I couldn’t find any hits for various searches on this topic… but maybe I don’t know what to search for!
Is there a way to generate 2 random variables with the below simple formula applied to calculate the third variable, where the output of the 2 random variable generators will fit the set of statistics that I have (mean and std dev) for all 3 of my data points?
I want to create a fictitious dataset with three numerical variables that are linked using real world stats that I have on the distributions of those variables.
The specific problem I have is to reverse engineer a dataset of fictitious Venture Capital funded companies using published statistics of the stage of financing (pre-seed, seed, early, late, growth), company valuation at time of each financing stage (pre money), size of investment in round of financing, % acquired in round.

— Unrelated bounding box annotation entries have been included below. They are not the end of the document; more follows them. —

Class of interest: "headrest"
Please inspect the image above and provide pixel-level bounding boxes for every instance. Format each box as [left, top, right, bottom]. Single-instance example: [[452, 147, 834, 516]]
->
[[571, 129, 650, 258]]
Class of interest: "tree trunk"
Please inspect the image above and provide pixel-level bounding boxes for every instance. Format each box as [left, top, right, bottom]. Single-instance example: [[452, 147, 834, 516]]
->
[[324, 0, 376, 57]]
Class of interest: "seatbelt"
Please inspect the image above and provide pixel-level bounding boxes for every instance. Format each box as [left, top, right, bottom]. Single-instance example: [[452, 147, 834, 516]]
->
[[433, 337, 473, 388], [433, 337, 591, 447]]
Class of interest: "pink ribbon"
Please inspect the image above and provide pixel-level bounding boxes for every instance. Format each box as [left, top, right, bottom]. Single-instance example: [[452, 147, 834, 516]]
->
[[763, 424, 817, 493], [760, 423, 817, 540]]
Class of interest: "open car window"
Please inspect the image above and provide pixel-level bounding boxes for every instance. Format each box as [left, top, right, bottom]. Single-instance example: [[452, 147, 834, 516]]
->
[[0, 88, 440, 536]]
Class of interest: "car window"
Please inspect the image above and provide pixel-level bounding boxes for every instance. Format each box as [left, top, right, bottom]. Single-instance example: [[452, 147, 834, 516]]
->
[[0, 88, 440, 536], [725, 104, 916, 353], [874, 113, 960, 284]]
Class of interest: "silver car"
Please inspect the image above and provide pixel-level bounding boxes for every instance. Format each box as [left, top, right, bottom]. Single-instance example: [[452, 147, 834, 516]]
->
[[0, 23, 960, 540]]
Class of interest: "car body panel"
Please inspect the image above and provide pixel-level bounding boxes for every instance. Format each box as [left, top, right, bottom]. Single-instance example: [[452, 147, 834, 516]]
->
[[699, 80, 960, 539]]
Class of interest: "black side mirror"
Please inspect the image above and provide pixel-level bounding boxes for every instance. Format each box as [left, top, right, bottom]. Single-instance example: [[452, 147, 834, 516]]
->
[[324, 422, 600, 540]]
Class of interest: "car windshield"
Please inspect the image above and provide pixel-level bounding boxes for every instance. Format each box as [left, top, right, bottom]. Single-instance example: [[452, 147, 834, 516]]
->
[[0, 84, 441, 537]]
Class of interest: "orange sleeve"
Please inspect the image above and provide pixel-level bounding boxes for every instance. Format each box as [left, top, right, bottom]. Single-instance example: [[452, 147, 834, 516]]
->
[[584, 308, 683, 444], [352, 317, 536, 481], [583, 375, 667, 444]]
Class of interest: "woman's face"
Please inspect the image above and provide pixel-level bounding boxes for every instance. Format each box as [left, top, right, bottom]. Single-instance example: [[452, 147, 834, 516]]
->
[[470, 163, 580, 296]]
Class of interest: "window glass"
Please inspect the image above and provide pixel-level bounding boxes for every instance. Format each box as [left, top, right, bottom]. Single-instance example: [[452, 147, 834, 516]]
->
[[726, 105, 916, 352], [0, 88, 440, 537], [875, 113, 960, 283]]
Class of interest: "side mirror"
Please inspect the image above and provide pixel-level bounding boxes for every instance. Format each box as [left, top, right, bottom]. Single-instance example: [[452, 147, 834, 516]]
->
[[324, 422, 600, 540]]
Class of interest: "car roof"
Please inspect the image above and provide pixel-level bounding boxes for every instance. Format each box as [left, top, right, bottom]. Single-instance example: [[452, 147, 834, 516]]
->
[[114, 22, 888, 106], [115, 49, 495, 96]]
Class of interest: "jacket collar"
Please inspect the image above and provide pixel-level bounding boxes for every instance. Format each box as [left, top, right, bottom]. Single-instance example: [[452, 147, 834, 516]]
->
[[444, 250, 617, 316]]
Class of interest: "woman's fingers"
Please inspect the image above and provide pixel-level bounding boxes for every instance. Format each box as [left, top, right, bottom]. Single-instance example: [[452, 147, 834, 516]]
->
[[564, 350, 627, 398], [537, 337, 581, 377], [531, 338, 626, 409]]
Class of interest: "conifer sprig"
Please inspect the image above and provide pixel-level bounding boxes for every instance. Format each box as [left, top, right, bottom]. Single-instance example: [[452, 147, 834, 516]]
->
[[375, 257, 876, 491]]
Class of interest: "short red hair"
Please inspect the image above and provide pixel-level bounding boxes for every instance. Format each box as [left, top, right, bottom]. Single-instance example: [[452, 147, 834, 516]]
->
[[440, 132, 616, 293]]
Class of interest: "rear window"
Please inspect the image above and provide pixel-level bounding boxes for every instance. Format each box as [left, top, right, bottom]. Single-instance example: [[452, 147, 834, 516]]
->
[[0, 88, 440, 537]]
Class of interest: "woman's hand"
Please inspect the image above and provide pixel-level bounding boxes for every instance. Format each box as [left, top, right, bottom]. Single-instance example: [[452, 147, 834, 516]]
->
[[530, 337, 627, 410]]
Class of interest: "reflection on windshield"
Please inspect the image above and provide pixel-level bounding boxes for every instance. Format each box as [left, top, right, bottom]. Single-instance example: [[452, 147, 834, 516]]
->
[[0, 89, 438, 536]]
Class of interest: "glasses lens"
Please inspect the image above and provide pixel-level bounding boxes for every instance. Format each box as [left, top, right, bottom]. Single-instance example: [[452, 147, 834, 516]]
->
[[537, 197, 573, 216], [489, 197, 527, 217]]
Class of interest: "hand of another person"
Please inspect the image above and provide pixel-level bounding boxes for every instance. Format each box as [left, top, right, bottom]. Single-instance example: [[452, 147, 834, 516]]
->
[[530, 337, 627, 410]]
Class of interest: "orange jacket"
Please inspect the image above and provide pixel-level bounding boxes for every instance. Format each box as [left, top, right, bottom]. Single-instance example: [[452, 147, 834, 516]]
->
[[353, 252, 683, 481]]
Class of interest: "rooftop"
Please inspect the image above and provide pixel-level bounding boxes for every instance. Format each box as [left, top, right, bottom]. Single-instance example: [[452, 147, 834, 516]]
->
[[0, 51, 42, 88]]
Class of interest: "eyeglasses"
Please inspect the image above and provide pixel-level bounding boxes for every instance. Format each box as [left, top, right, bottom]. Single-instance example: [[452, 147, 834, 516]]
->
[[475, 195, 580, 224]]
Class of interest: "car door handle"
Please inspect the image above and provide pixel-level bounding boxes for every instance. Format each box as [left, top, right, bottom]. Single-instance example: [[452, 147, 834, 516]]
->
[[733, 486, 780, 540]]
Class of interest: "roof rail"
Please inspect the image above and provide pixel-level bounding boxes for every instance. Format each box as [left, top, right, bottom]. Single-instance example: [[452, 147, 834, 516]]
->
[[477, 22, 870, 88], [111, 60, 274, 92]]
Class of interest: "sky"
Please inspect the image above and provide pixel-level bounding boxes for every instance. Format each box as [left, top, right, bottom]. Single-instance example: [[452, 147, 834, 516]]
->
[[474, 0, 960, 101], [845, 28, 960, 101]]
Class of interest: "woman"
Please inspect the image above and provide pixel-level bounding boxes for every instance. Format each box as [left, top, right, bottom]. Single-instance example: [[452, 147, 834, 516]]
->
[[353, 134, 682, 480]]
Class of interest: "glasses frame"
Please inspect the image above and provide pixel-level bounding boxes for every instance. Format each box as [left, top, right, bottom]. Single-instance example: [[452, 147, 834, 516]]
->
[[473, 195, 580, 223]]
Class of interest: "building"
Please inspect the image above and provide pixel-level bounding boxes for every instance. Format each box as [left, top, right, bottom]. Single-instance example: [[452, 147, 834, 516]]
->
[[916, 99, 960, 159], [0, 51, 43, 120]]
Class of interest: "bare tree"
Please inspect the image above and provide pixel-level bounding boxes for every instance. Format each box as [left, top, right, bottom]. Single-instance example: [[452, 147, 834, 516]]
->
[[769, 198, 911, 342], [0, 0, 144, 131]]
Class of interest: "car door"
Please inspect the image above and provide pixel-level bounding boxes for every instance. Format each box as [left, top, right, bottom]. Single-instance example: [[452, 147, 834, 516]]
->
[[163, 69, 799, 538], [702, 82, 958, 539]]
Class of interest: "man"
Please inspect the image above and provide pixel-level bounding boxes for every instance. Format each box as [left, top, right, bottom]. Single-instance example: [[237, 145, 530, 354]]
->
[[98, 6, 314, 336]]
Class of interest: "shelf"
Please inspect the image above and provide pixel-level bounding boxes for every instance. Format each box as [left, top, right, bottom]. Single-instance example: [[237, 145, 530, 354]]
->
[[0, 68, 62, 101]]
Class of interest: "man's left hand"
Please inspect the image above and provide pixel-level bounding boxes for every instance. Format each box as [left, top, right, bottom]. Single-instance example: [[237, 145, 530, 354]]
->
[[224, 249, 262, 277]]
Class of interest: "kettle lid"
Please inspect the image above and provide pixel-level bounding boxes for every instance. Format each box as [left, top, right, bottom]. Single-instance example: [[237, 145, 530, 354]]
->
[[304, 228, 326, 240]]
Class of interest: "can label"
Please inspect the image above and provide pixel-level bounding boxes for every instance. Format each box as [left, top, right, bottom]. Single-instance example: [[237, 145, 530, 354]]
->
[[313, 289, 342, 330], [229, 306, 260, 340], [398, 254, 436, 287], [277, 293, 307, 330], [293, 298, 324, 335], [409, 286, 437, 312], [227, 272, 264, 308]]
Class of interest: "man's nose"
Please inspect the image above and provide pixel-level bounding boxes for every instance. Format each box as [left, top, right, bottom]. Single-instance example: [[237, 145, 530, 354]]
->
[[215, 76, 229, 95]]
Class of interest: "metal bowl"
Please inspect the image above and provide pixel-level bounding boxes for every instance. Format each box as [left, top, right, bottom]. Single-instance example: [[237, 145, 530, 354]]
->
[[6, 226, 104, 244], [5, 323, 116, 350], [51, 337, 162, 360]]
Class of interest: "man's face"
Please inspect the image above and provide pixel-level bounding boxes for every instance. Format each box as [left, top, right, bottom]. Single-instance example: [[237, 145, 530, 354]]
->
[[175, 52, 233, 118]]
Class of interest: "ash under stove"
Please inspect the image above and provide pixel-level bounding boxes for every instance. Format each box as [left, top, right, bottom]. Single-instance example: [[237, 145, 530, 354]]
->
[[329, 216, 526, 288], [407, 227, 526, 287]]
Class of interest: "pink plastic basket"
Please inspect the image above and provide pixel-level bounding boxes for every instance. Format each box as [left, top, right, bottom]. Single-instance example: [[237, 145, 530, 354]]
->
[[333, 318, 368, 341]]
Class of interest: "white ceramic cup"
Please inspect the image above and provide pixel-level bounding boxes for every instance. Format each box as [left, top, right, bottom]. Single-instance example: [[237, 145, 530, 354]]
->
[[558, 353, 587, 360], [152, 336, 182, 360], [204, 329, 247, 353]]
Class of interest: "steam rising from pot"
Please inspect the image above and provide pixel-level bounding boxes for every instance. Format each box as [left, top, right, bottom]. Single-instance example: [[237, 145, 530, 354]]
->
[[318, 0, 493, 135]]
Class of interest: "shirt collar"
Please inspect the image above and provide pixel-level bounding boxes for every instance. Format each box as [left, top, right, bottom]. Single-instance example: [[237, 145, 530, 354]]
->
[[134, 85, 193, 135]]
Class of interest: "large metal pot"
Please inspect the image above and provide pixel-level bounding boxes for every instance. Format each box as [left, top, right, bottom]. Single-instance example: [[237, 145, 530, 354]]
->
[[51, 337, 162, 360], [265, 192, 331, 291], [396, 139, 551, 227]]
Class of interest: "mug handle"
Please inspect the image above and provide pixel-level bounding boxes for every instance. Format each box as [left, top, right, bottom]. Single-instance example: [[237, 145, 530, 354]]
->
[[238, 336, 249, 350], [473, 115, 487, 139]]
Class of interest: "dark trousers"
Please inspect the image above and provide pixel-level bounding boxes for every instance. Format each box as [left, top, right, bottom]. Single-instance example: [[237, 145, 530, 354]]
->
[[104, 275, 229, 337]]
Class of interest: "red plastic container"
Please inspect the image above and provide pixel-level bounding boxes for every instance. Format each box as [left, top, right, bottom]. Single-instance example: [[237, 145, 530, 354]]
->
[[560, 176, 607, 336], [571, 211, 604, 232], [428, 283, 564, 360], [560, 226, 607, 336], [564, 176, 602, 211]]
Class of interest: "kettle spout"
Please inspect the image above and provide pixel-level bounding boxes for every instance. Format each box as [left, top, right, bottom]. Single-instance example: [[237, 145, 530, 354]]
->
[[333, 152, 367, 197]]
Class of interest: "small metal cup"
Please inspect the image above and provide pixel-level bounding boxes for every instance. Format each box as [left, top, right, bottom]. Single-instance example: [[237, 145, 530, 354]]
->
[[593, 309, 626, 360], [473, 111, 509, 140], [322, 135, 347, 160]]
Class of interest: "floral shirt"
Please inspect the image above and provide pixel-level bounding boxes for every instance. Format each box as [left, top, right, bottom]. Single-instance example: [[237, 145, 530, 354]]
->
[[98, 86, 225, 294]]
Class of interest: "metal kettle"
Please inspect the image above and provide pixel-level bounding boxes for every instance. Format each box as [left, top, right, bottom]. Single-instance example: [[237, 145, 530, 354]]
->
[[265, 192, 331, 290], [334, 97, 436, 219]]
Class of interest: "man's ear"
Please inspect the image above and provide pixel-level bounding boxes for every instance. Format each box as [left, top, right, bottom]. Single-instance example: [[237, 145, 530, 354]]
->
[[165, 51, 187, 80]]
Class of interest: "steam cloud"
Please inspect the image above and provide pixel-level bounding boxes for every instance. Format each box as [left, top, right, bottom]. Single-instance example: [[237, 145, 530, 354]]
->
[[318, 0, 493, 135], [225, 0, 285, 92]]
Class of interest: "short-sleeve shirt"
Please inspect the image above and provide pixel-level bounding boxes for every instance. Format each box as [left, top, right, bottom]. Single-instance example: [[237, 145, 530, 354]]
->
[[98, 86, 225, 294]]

The stats I have contain multiple years, each of the stages above, and the mean, median, 10% / 25% / 75% / 90% percentile for each of the variables (valuation, investment size, % acquired).
The variables are inherently linked in that the % acquired = (size of investment / (valuation + size of investment).
I started with a blank table, created clusters that I will fit to the percentiles as above. Use the Gaussian node to generate the data using the statistics for each variable. I used the mean of time series statistics data for my mean by cluster and the std dev of time series data - which is not great but something to generate by data.
This is ok for each variable independently, they look good enough to ‘fit’ the statistics I started with. Doesn’t need to be highly accurate anyway.
However, for a given company, as each stages three variables are randomly generated, they don’t follow the above equation for valuation, size and % acquired.
I’m considering using target shuffling in a loop until I satisfy a set of criteria that each company’s data fits within the distribution statistics I have, but I’m thinking go there must be a better way to go about this.
Is there a way to generate 2 random variables with the above simple formula applied to calculate the third variable, where the output of the 2 random variable generators will fit the set of statistics that I have (mean and std dev) for all three of my data points?
Any suggestions would be highly welcomed. I’m open to using R, python, Java script nodes but don’t profess to be adept with any of these languages.